The Oneonta Juneteenth Community Empowerment Festival returned to Neahwa Park on Saturday, June 21 for its fifth annual celebration.
Lead organizer Diandra Sangetti-Daniels said the first Juneteenth gathering she organized was in 2020 and was “more of a protest after the death of George Floyd.”
Floyd was murdered by a Minneapolis police officer May 25, 2020. Sangetti-Daniels said the protest was a way to process the rage she felt. She said that empowerment became the focus of subsequent Juneteenth gatherings.
“We should not live in our grief,” Sangetti-Daniels said. “I am bi-racial. My mom is Italian and my dad is a Black man.” She carries both of her parents’ last names.
“This is a predominantly white area. There are brown and black people here too,” Sangetti-Daniels said. Bringing people together for a family-friendly event is her focus, she said.
A free community meal is one highlight of the celebration. Hamburgers, salad, and watermelon were served about 3:30 p.m. The event started at 1 p.m. and lasted until 6 p.m. The temperature was close to 90 degrees.
“Black literacy is really important,” Sangetti-Daniels said. “This year, we added a pop-up library in partnership with SUNY Oneonta Library and the Huntington Memorial Library.”
Festival activities included arts and crafts with different mediums of art; a pop-up library with poetry readings; basketball and jump rope with equipment from the Oneonta Boys and Girls Club and Oneonta YMCA, and basketball skills and drills with Graham Wooden.
Sangetti-Daniels was born in Brooklyn and her family moved to Otsego County when she was in the sixth grade. “The housing crisis forced me to move a lot,” she said.
She graduated from Hudson Valley Community College with an associate’s degree. An African American history class there was pivotal in her journey of empowerment, she said. She graduated from SUNY Oneonta in June with a bachelor’s degree in Africana and LatinX studies and another in women and gender studies.
She works with her twin sister, Sierra Sangetti-Daniels, who co-founded the People’s Perception Project. They work with high school seniors in the Capital Region and provide civic engagement projects.
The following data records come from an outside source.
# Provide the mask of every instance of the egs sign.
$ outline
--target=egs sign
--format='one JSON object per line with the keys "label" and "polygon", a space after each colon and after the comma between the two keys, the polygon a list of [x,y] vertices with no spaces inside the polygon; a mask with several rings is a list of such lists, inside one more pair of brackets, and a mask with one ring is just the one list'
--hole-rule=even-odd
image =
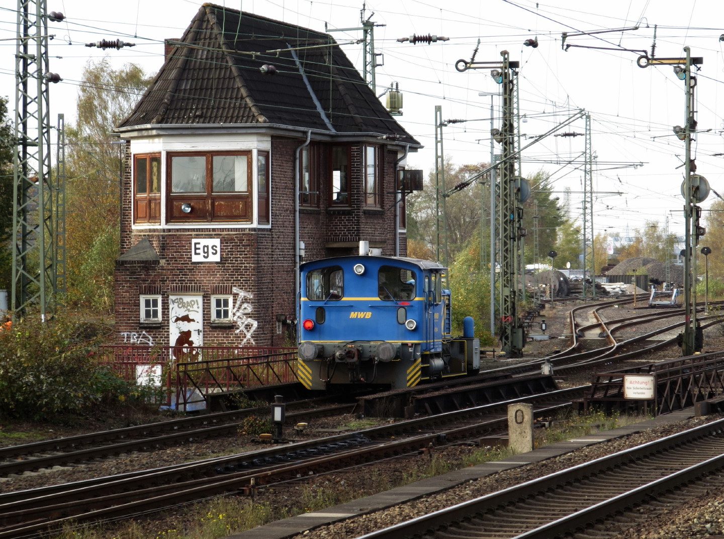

A Black Town Hall, facilitated by Sierra Sangetti-Daniels, provided the opportunity to practice civics skills and focus on housing, education and mental health.
Louis Reyes, interim chief diversity officer at SUNY Delhi, has lived in Oneonta for 20 years. He brought his own children and other children in the community to the event.
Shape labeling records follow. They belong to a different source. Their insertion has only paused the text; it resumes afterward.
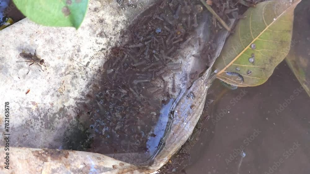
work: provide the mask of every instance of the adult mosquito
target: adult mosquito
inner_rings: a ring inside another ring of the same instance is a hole
[[[30,71],[30,70],[31,69],[31,68],[30,68],[30,66],[35,63],[39,65],[41,67],[41,69],[43,71],[44,71],[44,70],[43,70],[43,69],[42,68],[42,65],[43,65],[44,66],[46,66],[44,65],[45,64],[45,63],[44,62],[44,59],[41,59],[37,56],[37,50],[35,50],[35,52],[34,53],[34,55],[30,53],[26,53],[23,52],[23,53],[21,53],[20,54],[20,56],[21,57],[23,57],[25,59],[28,60],[27,61],[18,61],[16,62],[32,62],[29,65],[29,70],[28,71],[28,72],[27,73],[27,74],[28,74],[28,73],[29,73],[29,72]]]

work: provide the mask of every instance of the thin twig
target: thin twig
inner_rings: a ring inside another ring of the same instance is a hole
[[[209,11],[210,11],[210,12],[215,17],[215,18],[216,18],[217,20],[219,20],[219,22],[224,27],[226,28],[227,31],[230,32],[231,30],[230,28],[229,28],[229,27],[228,27],[227,24],[226,24],[225,22],[224,22],[223,19],[221,19],[221,18],[217,15],[217,14],[215,13],[215,11],[214,11],[212,9],[212,8],[210,6],[207,4],[207,3],[206,2],[206,0],[200,0],[200,1],[201,2],[201,3],[202,3],[202,4],[204,5],[205,6],[206,6],[206,7],[207,8],[207,9],[208,10],[209,10]]]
“I think this is a wonderful event. I’d like to see it grow,” Reyes said. “The diversity of the people who showed up is a beautiful thing. DEI is really important.”
Alessia Reyes, his daughter, is a third grader at Riverside Elementary school. She enjoyed the crafts tables where she circled words and colored words that stood out to her about black history.
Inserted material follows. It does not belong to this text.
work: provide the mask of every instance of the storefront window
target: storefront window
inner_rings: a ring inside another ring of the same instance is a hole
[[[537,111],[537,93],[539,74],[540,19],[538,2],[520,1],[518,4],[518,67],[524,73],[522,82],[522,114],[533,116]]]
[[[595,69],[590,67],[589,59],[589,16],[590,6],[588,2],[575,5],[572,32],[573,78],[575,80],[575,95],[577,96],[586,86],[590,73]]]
Tyler Miller of Oneonta brought three of his six children to the event. His youngest, Aviyah Miller, 7, liked the arts and crafts tables, too, where she colored a page of Juneteenth facts and quotes.
Natana Miller, 12, said, “Juneteenth is when Texas released the last enslaved people.”
Talyah Miller, 9, also learned about the end of slavery.
Historical facts
The Confederacy was formed in 1861 by southern states that had seceded from the Union.
The American Civil War began April 12, 1861 and ended May 26, 1865.
President Abraham Lincoln issued the Emancipation Proclamation on Jan. 1, 1863 and declared that all persons held as slaves within the rebellious states were free.
The proclamation changed the legal status of more than 3.5 million enslaved African Americans in the Confederate states from enslaved to free.
Slavery did not end in 1863. It took two more years of bloodshed for the freedom to be won.
President Abraham Lincoln was assassinated on April 14, 1865. The assassination occurred only days after Gen. Robert E. Lee surrendered to Union forces led by Gen. Ulysses S. Grant.
June 19, 1865 marks the day when Union soldiers finally arrived in Galveston, Texas, with news that the Civil War was over and enslaved Black people in Texas were free.